What I’m after is a PHP-script which will provide a local copy of a javascript file stored on a different domain, e.g. JS-files used for tracking purposes, such as Google Analytics or, in my case, WordPress Stats.
The intention is to add it as follows in my own :
mysite.com/somepath/wpstats.js.php?w=201145
(where “w=year-week_number” is used in the same way as by wordpress.com. Their cache expiry for there original stats JS-file is one year – hence the JS-file will never be changed more often than once a week)
In my wpstats.js.php I want to download the correct file from wordpress.com when w=xx changes, otherwise I want to return it from a locally kept copy.
I can implement it with one internal variable called “w_current”, so that when a new visitor enters the site the second week w != w_current and it will trigger a new fetch. The problem is: how do I prevent race-conditions/parallelism problems that might occur when two website visitors simultaneously loads the website the first time the second week [1]?

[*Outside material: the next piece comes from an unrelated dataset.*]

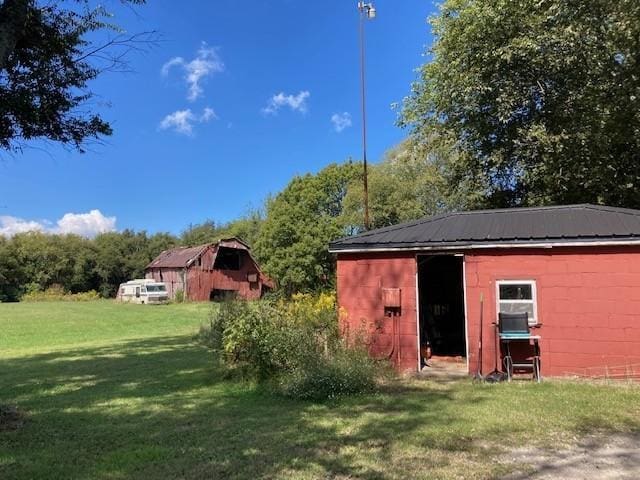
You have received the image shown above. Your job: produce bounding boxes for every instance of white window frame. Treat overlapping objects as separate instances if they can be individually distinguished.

[1] both apache-processes evaluate the w != w_current and starts two downloads of the (potentially) new version of the wpstats.js-file and both try to write it to the local copy (e.g. own_wpstats.js) which wpstats.js.php (in the normal case where a local copy already exists) will include:
if ($_GET["w"] == w_current) require("own_wpstats.js");
The main reason for doing this (performance possibly being another) is due to the fact that WordPress.com Stats injects (via DOM) an additional JS-tracking file from a third party, quantserve.com. In my locally kept “WP JS file” I will make sure this quantserve.com thing is excluded, but this is a separate programming challenge than the question I try to ask here. A search for “quantserve.com tracking cookie” gives many discomfortable results.
I wouldn’t worry TOO much about such a race condition. “Worst case” is you download the file twice.
But IF you are going to be doing ANY tracking of these files in a DB, then preventing the double download would be simple. Immediately before you start the download, check DB if file needs a refresh, log the refresh to the DB, and THEN do the download. Give the file a unique primary-key (site_url + file_name) and the second check before update will fail.